Many students at EHS wonder what the future holds, “I feel like the election was very unfair and that Trump does not deserve to be president”, says Brianna (10). Her concerns are related to immigration issues, “All of my family is from Mexico, I feel as if we are in danger due to Trump’s racism and sexist ways.”
In classrooms all over the school, there are discussions about the ceremony, the oath of office and the peaceful transition of power. They are also talking about Donald Trump’s stances on public education, immigration, and other issues. It is a confusing time for some students, “I don’t really have anything to say about Trump because he isn’t the best and I don’t personally like him,” Jena Korinek (12). “I feel mortified. I’m concerned for the world. Everything is a ripple effect,” says Stephany Ramirez (12).
Education leaders say it is important for teachers to model respect for viewpoints, even when they are different than our own. Student Peston Asher says he finds it hard to see a future with Trump, “I think he doesn’t deserve it (the office) because for one, he’s racist, sexist, and he doesn’t deserve to be the president.”
“I really don’t care for Trump, I hope he does well because he’s our president, I really think he’s going to crash our economy,” says Aujahnae Eggleston (12th). She believes President Trump will cause issues that will be hard to fix, “Economics, insurance, a lot of health problems, and it would be harder for people to get jobs.” Teachers are leading discussions about social change and the security team is on the lookout for anything out of the ordinary on this historical day, “I’m very hopeful that everything goes very smoothly and well. Some things I agree with about Trump and some I do not,” says Officer Orion Watts.
According to edsource.org, in Los Angeles Unified, the district is calling for a “Unity Day” today, with lesson plans on environmental, social and humanitarian topics, as well as restorative justice circles and other activities.
In schools in other parts of the country, students are walking out of class. In San Francisco, walkouts are being organized by an activist group called By Any Means Necessary, which is advocating “no ‘business as usual’ until Trump is defeated,” according to organizer Yvette Felarca, a Berkeley middle school teacher.
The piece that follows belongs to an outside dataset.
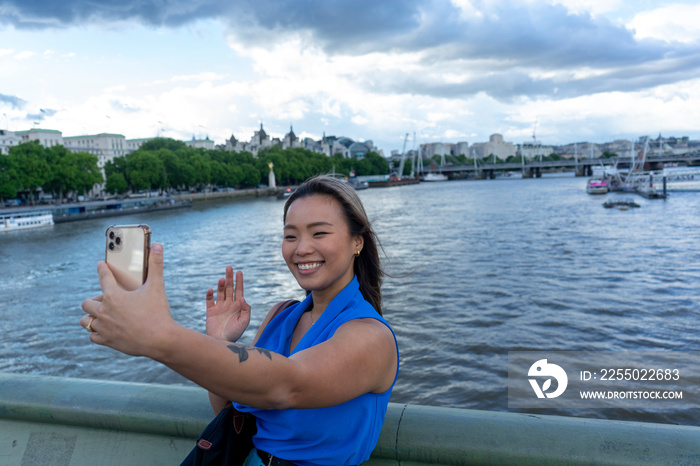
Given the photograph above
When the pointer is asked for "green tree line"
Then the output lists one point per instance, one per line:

Student walkouts, she said, have a history of effectiveness, including the Children’s Crusade, a march in Birmingham in 1963 that “set the stage for the national civil rights movement to win the Federal Civil Rights Act of 1964,” and the Latino and immigrant students walkouts in 2006 that “defeated the federal legislation that would have turned every undocumented immigrant into a felon.”
News reports in Denver find protests in the downtown area. 9News is reporting protesters are spanning about two blocks. There are national report of protesting in various cities.
In Englewood, there are no walkouts planned at area schools, but that doesn’t mean students aren’t passionate about the events of today, “I don’t really like the idea that Trump is becoming president. The country isn’t really going to be good anymore,” says Hunter Saiz (9).
Some are talking about planned protests across the country scheduled for tomorrow, “I heard that at Maddox (elementary school) female teachers are wearing a certain type of ears to protest and I think they are defending women in the women’s March because Trump is against feminism. I think the women’s March is powerful because it’s a bunch of women standing up for us and what we believe is right,” Ralyn Brown (10).